Ia menyebutkan sudah semestinya adat, kebudayaan dan bahasa bisa masuk sistem pendidikan sekolah, agar kebudayaan terus bisa diwariskan kepada generasi muda.”Bagaimana nantinya adat budaya dan bahasa bisa membentuk kepada akhlak, budi pekerti,” sebutnya.
Bahas Masalah Agraria
Pembahasan terkait agraria juga mencuat dalam kegiatan ini. Salah satunya tanah ulayat yang cenderung menjadi persoalan terkait kepemilikan dan pemanfaatannya.

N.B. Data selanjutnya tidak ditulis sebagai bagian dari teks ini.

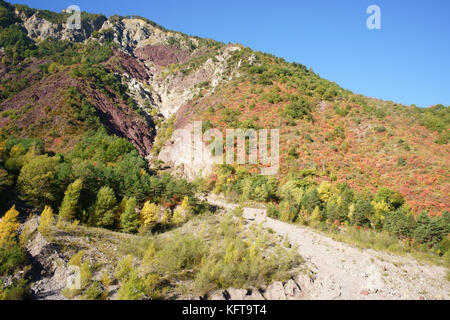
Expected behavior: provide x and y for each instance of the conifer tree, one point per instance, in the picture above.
(9, 226)
(69, 205)
(105, 208)
(316, 216)
(129, 219)
(46, 222)
(181, 214)
(149, 216)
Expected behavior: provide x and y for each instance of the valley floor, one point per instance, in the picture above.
(342, 271)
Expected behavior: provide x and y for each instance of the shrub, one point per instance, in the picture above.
(12, 257)
(105, 208)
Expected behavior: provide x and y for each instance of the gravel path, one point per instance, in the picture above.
(346, 272)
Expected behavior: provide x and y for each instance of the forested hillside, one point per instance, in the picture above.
(85, 115)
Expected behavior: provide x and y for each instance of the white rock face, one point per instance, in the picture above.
(185, 156)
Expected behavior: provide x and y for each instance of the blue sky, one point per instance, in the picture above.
(407, 61)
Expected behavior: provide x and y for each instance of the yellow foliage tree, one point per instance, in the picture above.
(46, 222)
(149, 216)
(381, 209)
(9, 226)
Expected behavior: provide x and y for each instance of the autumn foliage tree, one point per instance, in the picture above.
(105, 208)
(149, 216)
(46, 221)
(129, 219)
(69, 205)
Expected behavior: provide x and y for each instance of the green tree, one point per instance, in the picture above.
(69, 206)
(105, 208)
(149, 216)
(46, 221)
(392, 198)
(37, 181)
(129, 219)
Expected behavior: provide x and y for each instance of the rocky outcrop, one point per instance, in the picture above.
(41, 29)
(126, 123)
(186, 158)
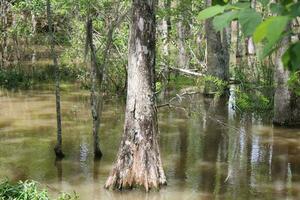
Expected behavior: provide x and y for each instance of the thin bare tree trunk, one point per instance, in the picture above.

“Melalui bimtek ini, kita membekali ninik mamak. Sehingga apabila terjadi persolan apapun, termasuk soal tanah, ninik mamak menjadi orang yang menguasai permasalahan. Setelah bimtek ini akan kita sertifikasi dan ninik mamak inilah yang menjadi saksi ahli apabila terjadi persoalan hukum,” sebut Fauzi Bahar.
Fauzi Bahar juga menyoroti masalah pembangunan jalan tol yang juga berkaitan dengan pembebasan lahan. Ia menyebutkan pembangunan jalan tol di Sumbar lebih lamban dibandingkan dengan Provinsi Riau. “Ketika ada pembahasan tol, ada satu bidang tanah yang diklaim oleh 20 kelompok,” sebutnya.

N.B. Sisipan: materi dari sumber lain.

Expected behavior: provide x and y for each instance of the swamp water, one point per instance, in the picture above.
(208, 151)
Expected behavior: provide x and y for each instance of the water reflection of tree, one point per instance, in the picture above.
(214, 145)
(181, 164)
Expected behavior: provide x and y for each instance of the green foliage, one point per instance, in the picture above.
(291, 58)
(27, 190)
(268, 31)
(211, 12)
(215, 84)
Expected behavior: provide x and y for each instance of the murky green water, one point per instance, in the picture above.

Fauzi Bahar juga menyebutkan, saat ini negara memiliki program percepatan sertifikasi tanah. Ia mengimbau seluruh pihak, terutama ninik mamak bisa mendorong masyarakat mempercepat proses sertifikasi tanah. Hal ini bertujuan untuk me nekan potensi konflik.
“Hari ini negara membuat target 3 juta hektar sertifikasi tanah. Tanah yang tidak bersertifikat tentu rawan persoalan. Negara juga menfasilitasi sertifikasi bagi tanah komunal tanah suku, yang tidak makan jual, tidak makan gadai,” sebutnya.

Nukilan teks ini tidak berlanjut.